Quail eggs are the “Ancient Chinese Secret” that provide the succulent flavor we yearn for from adolescence without the negative health effects associate with its cousin the chicken egg. In fact, for thousands of years, Chinese medical practitioners have used quail eggs to heal such ailments as rhinitis, asthma, hay fever, spasmodic cough, as well as eczema and psoriasis. Successful treatment has been seen even in sufferers of tuberculosis, diabetes, kidney, liver, or gallbladder stones. Yes, these eggs also contain high HDL cholesterol levels “the good fat”, but, even though they are smaller in size, their nutritional value is three to four times greater than those of other fowl.
Quail eggs contain 140 percent of vitamin B1 (Thiamine) – which promotes a healthy nervous and cardiovascular system) compared to only 50 percent in chicken eggs. Further, they provide five times as much iron and potassium – lessening the susceptibility to anemia by increasing the level of hemoglobin in the body while removing toxins and heavy metals and muscle weakness; are richer in phosphorus and calcium – promoting bone and teeth health; and contain twice as much vitamins A – healthy for the eyes, and B2 – aiding the body in the production of energy. Finally, it has been found that regular consumption of quail eggs has helped fight digestive tract disorders, strengthen the immune system, promote memory health and increase brain activity.
So, there are only two questions left.
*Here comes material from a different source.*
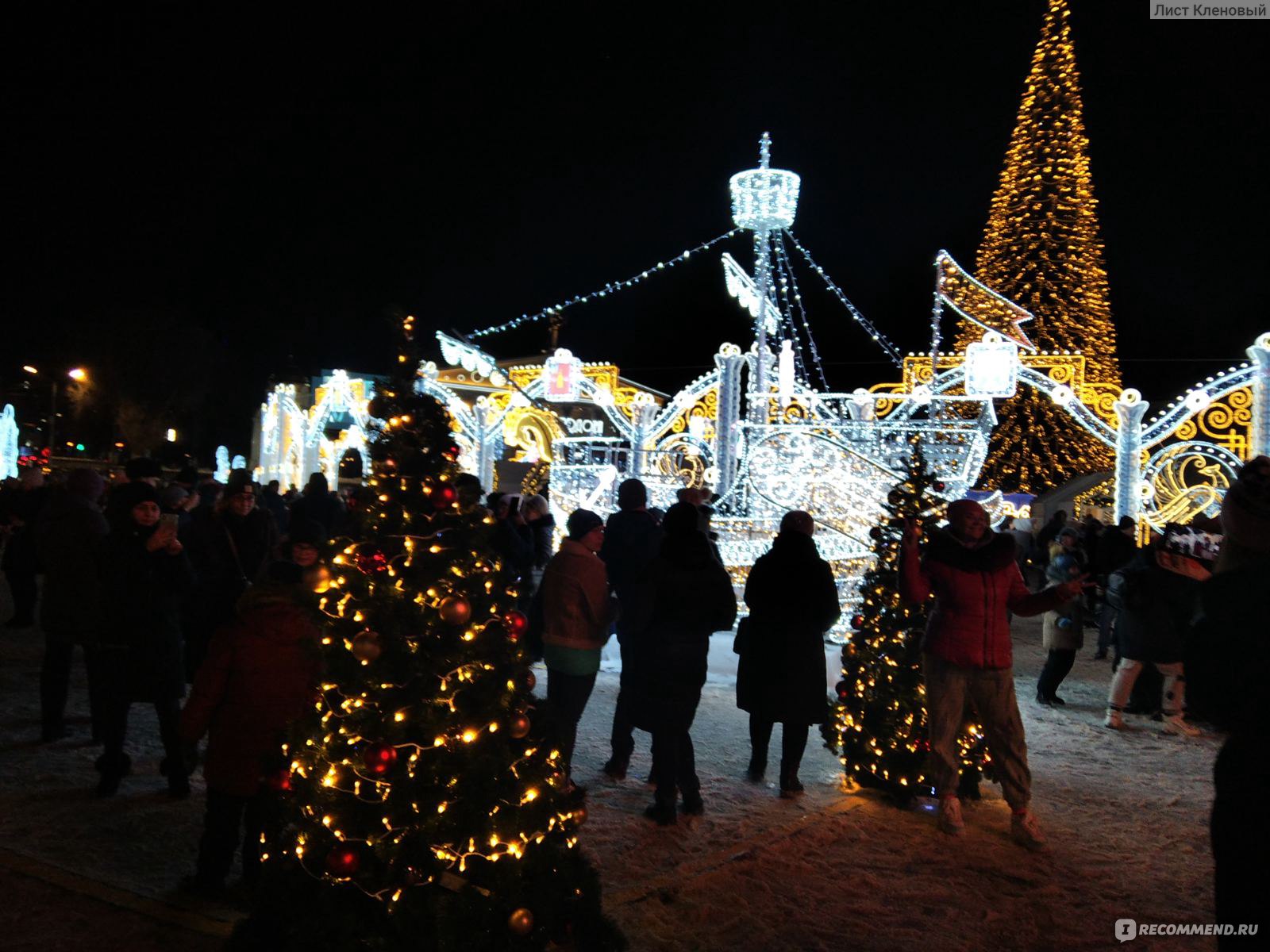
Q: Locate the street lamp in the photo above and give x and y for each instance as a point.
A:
(76, 374)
Where can quail eggs be found? And, how are they best prepared? First, if you live in West Los Angeles, they are sold at Nanay’s Seafood Market (4032 Eagle Rock Blvd, 90065), and at both the Pavilion Market and Surfa’s in Culver City. If you live outside the area, I have found them on amazon.com and other fresh food websites.
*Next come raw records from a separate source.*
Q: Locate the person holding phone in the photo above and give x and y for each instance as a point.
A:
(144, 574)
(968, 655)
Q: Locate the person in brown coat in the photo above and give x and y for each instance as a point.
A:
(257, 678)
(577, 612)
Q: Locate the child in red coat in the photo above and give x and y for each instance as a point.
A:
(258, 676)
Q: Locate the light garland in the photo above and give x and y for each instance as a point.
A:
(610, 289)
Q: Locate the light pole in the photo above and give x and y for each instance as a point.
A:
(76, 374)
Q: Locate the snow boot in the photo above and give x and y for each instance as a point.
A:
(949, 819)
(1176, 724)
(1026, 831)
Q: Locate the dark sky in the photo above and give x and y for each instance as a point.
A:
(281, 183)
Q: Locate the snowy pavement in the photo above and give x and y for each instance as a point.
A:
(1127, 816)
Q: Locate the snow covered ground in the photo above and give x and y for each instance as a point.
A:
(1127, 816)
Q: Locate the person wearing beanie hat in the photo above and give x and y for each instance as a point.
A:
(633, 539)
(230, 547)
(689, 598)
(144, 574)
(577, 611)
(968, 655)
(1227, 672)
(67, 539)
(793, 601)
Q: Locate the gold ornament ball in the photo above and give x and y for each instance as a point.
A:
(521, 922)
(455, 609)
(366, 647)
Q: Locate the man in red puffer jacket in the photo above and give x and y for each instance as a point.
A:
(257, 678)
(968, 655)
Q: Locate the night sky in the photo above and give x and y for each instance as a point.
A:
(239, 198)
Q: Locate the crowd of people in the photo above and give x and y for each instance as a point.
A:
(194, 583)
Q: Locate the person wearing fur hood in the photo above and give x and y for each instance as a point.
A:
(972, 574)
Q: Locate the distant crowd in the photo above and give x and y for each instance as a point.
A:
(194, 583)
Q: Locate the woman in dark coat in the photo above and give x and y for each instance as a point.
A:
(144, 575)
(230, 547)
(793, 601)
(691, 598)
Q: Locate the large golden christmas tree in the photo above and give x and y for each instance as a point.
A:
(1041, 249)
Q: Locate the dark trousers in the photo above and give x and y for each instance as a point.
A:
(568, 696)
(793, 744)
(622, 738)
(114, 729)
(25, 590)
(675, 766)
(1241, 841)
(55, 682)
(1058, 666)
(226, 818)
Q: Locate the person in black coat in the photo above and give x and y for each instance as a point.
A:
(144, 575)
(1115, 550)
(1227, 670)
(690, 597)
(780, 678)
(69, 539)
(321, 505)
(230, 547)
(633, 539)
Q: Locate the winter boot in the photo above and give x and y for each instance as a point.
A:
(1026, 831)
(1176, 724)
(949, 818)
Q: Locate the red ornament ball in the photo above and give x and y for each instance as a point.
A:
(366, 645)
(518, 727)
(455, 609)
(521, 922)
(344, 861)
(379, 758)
How are they best prepared? First, unlike with other eggs, salmonella is not a concern here because quails themselves are resistant to infections due to their increased content of lysozyme which kills harmful bacteria. Therefore, they can be eaten raw if so desired. If this is the route you’d like to take, eating three to five quail eggs each morning promotes a stronger immune system and improved metabolism than if eaten cooked. Or, if that doesn’t sit well with your or your children, opt to cook them as you would any other egg. Their nutritional benefit is still “eggceptional”.